Rush Limbaugh will be evacuating South Florida, just days after the popular conservative radio host claimed that Hurricane Irma would not hit the United States and that scientists and the liberal media were hyping up the hurricane as proof of their global warming “lie.”

“So there is a desire to advance this climate change agenda, and hurricanes are one of the fastest and best ways to do it. You can accomplish a lot just by creating fear and panic. You don’t need a hurricane to hit anywhere,” Limbaugh said on his show Tuesday. “All you need is to create the fear and panic accompanied by talk that climate change is causing hurricanes to become more frequent and bigger and more dangerous, and you create the panic, and it’s mission accomplished, agenda advanced.”

But on the show Thursday, Limbaugh said he would be off the air for the next few days.

“May as well… announce this. I’m not going to get into details because of the security nature of things, but it turns out that we will not be able to do the program here tomorrow,” Limbaugh said Thursday. “We’ll be on the air next week, folks, from parts unknown.”

Limbaugh said the show will be back on the air Monday, but to be on the air Friday would be “legally impossible” for them do to the show out of South Florida.

Limbaugh did not recant his earlier statements about Irma, and he did not encourage his listeners in the area to evacuate. In fact, Limbaugh seemed to even double down on his earlier views.

“The views expressed by the host of this program [are] documented to be almost always right 99.8 percent of the time,” Limbaugh said right before announcing he would be leaving South Florida for parts unknown. “There is a reason for that because we engage in a relentless and unstoppable pursuit of the truth and we find and proclaim it and that happens to drive people crazy.”

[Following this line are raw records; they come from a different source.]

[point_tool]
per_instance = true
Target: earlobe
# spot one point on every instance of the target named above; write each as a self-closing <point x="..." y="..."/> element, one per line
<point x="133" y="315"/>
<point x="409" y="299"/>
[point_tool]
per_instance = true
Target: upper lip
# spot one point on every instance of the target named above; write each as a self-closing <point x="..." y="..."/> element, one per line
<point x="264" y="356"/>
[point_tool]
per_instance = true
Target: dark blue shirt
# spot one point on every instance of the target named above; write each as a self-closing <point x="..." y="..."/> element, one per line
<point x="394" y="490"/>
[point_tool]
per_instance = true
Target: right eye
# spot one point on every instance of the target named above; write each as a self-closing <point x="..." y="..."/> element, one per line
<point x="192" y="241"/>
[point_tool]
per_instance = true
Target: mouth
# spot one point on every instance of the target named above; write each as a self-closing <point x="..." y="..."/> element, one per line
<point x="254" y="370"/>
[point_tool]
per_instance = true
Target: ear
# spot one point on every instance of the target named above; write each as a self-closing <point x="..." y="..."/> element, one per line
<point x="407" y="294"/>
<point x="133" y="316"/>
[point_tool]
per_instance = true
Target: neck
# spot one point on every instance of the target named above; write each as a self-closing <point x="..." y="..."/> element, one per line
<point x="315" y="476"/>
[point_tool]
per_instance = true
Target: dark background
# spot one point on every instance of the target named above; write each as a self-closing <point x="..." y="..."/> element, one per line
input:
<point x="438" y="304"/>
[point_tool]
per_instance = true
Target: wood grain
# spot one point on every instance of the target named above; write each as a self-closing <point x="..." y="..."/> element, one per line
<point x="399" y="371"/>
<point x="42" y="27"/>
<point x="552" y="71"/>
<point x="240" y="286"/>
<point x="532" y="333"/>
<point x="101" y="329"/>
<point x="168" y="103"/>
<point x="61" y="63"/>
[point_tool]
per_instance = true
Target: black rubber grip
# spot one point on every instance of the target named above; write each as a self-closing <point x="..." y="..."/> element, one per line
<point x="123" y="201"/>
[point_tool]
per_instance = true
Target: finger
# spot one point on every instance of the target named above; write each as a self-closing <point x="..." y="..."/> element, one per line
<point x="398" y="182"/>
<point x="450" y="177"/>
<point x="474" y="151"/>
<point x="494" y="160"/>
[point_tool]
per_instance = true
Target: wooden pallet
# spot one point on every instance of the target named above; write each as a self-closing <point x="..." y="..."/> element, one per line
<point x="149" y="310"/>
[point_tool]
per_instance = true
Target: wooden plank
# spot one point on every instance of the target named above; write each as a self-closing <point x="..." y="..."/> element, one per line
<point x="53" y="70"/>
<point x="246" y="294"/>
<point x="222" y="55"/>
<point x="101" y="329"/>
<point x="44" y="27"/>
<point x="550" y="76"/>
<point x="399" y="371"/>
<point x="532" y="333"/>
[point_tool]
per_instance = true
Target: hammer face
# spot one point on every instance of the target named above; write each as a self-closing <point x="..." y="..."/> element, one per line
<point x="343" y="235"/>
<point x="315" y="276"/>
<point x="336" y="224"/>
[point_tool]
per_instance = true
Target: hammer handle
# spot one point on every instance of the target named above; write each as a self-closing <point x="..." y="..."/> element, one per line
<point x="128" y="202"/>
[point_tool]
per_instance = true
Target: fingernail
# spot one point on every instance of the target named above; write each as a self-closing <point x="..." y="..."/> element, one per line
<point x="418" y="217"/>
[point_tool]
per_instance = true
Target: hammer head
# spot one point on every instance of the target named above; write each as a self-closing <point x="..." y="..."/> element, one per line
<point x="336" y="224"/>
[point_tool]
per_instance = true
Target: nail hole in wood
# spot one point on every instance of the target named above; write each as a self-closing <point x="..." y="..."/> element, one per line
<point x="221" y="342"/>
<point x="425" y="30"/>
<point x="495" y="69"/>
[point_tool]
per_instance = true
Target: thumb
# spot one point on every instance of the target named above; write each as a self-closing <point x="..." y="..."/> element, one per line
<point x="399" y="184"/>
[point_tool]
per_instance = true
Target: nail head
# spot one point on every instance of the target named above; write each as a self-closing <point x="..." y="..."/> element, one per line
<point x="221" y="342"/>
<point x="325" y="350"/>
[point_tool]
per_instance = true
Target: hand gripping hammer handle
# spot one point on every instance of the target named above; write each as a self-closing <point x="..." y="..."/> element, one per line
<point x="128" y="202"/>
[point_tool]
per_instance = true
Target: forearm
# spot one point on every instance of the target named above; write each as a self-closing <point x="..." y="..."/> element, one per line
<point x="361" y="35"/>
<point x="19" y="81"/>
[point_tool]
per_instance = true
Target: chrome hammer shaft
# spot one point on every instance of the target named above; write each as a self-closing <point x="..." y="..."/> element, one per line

On his show Tuesday, Limbaugh said he was reading the paths of the hurricane and was certain it would curve into the Atlantic, and even if it did so, Limbaugh said “official” meteorologists and the media would have accomplished their goal.

“If it ends up not hitting where you are, hits somewhere else, you might temporarily breathe a sigh of relief, but you’re still gonna think, ‘Man, there might be something to this climate change,” Limbaugh said. “Do not doubt me, with everything being politicized, of course it is an objective of some, not everybody, of course, but some of the people involved here.”

Even Big Water was in on the conspiracy, Limbaugh concluded, as people were stocking up on cases of bottled water for the storm that wouldn’t come when they could just use the water coming out of their taps.

Limbaugh’s hurricane denialism came just a week after Vice President Mike Pence joined Limbaugh on the show to discuss Hurricane Harvey relief efforts, but, at any rate, Limbaugh seems to have stopped believing his own conspiracy.

As CNN security analyst Juliette Kayyem noted, Limbaugh has a large audience—his show reaches 15 million people per week—and many of his listeners believe his theories. While Limbaugh evacuates, others may stay behind in part because he wrote off the storm as a conspiracy.

Limbaugh did not respond to requests for comment about where he will be going.